We're all about kicking the day off with a quality breakfast—and planning ahead is the best way to make sure we fit it in. Fall breakfasts should be hearty and nutritious enough to power you through cold mornings and hectic days, while keeping you satisfied until lunchtime.
If you're anything like us, you love starting the day on a sweet note, but this doesn't have to mean you're destined for a midday sugar crash. It's all about being smart and picking natural sugars combined with protein, healthy fats, and carbs to keep your blood sugar balanced.
Here are three make-ahead recipes that prove you can enjoy a breakfast that's on the sweet side while still getting the nutrients you need to fuel your day the right way.
Pear + Pecan Baked Oatmeal
- ½ cup roughly chopped pecans or walnuts, toasted
- 2 chia eggs (2 tablespoons ground chia + 6 tablespoons water)
- 2 cups rolled oats
- 2 teaspoons cinnamon
- ½ teaspoon nutmeg
- 1 teaspoon baking powder
- ½ teaspoon salt
- 2 bananas, roughly chopped
- 1½ cups milk of your choice (I used almond)
- ¼ cup maple syrup or honey
- 3 tablespoons melted coconut oil
- 2 teaspoons vanilla extract
- 2 medium pears, halved lengthwise and sliced very thinly, and divided
- Heat oven to 375°F. Grease an 8-inch-square baking pan with coconut oil.
- In a medium bowl, make chia egg mixture and let stand for 5 minutes.
- In another medium bowl, combine oats, cinnamon, nutmeg, baking powder, and salt.
- In the chia egg bowl, mash the bananas with a fork. Add milk, maple syrup, the rest of the coconut oil, and the vanilla. Mix well to combine.
- Add the dry ingredients to the wet ingredients and stir to combine.
- Place a quarter of the pear slices in a layer along the bottom of the coconut oiled baking pan.
- Pour the oat mixture over the pears in an even layer and sprinkle with the pecans. Arrange the rest of the pear slices on top.
- Bake for 35 to 45 minutes until set.
Pumpkin Pie Green Smoothie Bowl
- ½ cup almond milk
- 1½ to 2 cups frozen spinach
- 1 teaspoon pumpkin spice
- ½ teaspoon pure vanilla extract
- 1 frozen banana, broken into pieces
- ½ cup pumpkin puree
- 1 tablespoon almond butter
To serve (optional)
- Granola (see below for a recipe)
- Hemp seeds
- Toasted pecans or almonds
- Pomegranate arils or berries
- To prep your smoothie bowl the night before, place spinach and banana in a bag or a jar and put in the freezer. In another jar combine almond milk, pumpkin puree, pumpkin spice, vanilla, and almond butter and place in the fridge.
- In the morning, place your fridge jar in the blender first, followed by the freezer jar, and blend until smooth, scraping down the sides once or twice to make sure everything is incorporated.

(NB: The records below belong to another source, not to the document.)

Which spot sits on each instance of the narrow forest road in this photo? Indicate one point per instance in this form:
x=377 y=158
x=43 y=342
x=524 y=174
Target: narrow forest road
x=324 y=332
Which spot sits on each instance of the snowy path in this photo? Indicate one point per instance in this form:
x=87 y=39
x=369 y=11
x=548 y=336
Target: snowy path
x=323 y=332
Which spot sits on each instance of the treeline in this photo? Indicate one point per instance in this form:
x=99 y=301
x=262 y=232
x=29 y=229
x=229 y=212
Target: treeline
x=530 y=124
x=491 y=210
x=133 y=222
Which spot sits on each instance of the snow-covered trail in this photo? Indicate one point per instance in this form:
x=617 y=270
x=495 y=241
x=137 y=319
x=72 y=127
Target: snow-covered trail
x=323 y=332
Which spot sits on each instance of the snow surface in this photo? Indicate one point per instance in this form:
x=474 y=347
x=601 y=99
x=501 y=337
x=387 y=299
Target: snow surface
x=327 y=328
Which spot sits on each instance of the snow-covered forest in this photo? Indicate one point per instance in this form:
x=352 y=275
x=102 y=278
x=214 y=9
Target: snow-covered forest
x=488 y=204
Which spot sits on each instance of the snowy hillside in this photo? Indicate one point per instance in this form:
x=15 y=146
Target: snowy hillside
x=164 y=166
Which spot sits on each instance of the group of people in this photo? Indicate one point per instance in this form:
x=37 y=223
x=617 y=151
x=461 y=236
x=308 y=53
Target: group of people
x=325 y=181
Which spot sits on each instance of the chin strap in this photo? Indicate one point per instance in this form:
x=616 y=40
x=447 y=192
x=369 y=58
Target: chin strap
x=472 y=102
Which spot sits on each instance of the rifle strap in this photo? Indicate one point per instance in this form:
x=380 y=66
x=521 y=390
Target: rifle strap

- Serve in a bowl with desired toppings.
Chunky Peanut Butter Granola With Yogurt
- 2½ cups rolled oats
- 1½ cups seeds or nuts (I used a mix of pepitas and flaked almonds)
- ½ cup almond flour
- ¼ cup ground flaxseeds
- 2 teaspoons cinnamon
- 1 teaspoon salt
- ½ cup coconut oil
- ⅓ cup maple syrup or honey
- ⅓ cup peanut butter
- 1 teaspoon vanilla
- Your favorite yogurt (look for ones made with simple ingredients and less sugar)
- Heat oven to 325°F and line a large baking tray with parchment paper. In a large bowl, combine oats, nuts and seeds, almond flour, flaxseeds, cinnamon, and salt, and toss to combine.
- In a small saucepan, combine coconut oil, maple syrup or honey, and peanut butter, and heat over a low heat for about 5 minutes, until everything is warmed and melted. Add vanilla and stir with a whisk or a fork to combine.
- Add wet ingredients to dry and stir together with a rubber spatula until the oats are evenly coated. Spread out on the parchment-lined baking tray
- Bake for 20 minutes, rotate the tray 180 degrees, and bake for another 20 to 25 minutes (40 to 45 minutes total). Remove from the oven and allow to cool completely on the tray.
- Once cool, you should have a crunchy sheet of granola; break it apart into chunks and store in a large jar or Tupperware for up to two weeks.